Within the last fifteen years there was at Nancy a woman named Thenotte who was a witch. Once when she was asked to heal a sick neighbour (for she was supposed to have such power), she said that the sickness had been caused by S. Fiacre,[1] who must therefore be placated with gifts at his shrine; and that, if they bade her, she would gladly undertake the matter. She was induced by payment to attempt this work. First she measured the sick woman cross-wise with a waxed linen cloth, then folded the cloth so many times and placed it in her bosom as though to cherish it. Then for the whole of the following night she lay outside the doors of the house in which the sick woman was, and at dawn went her way in utter silence. When she came to the shrine of S. Fiacre she went in and lit the linen cloth, and with the burning drops of wax traced a cross on the steps of the High Altar; and then went out and walked three times round the chapel, with the cloth still spluttering blue flames. When she had done all this she went back to the city.

A peasant of the Vosges named Desiré Finance had cherished a long grudge against a fellow townsman named Valentine Valère and longed to be thoroughly revenged upon him, but had not found any safe or favourable chance of doing so. But this chance came when Valentine was travelling alone in a solitary place, and a figure like a shadow seized him and hurled him from his horse with such violence that he was lamed in one leg. But some time later he had pity on the man, since he had suffered his misfortune for so long, and went to him as if upon some other business. Then he asked him how he came by that accident, and was told at great length the cause, which he himself knew much better; and finally he promised a sure and immediate cure, if he would do as he told him, and that he would take no payment for it. The other anxiously waited to hear what he must do; and Desiré told him to go and beg the horse-dung from nine different stables, enough to fill a sack, and to limp with it and take it as a gift to S. Benedict, to whom there was a famous shrine in the German town of Berguel; for thus, he said, he would by some secret virtue and power be freed from his affliction and grow strong again. See how it is the custom of witches to cover their cures thus with the cloak of religion; when they have nothing to do with religion, but rather despise and mock at it.

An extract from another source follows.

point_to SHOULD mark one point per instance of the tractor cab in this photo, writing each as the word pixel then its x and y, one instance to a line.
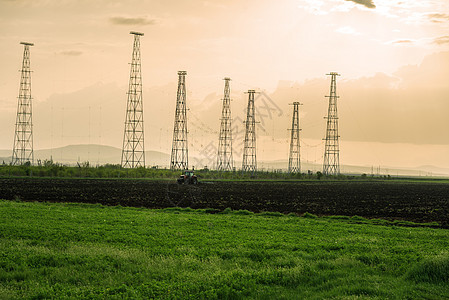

  1. “S. Fiacre.” Abbot in Ireland; died 18 August, 670. He long dwelt in a hermitage on the banks of the Nore of which the memory is preserved in Kilfiachra (Kilfera), Kilkenny. S. Fiacre migrated to France and built an oratory at Brogillum (Breuil), where his shrine is yet a place of pilgrimage. During his life he healed all manners of diseases and numberless cures are wrought at his tomb. His shrine was removed in 1568 to the Cathedral at Meaux for safety from the violence and destruction of the Calvinists, and precious Relics have been distributed to other sanctiuaries. Feast, 30 August.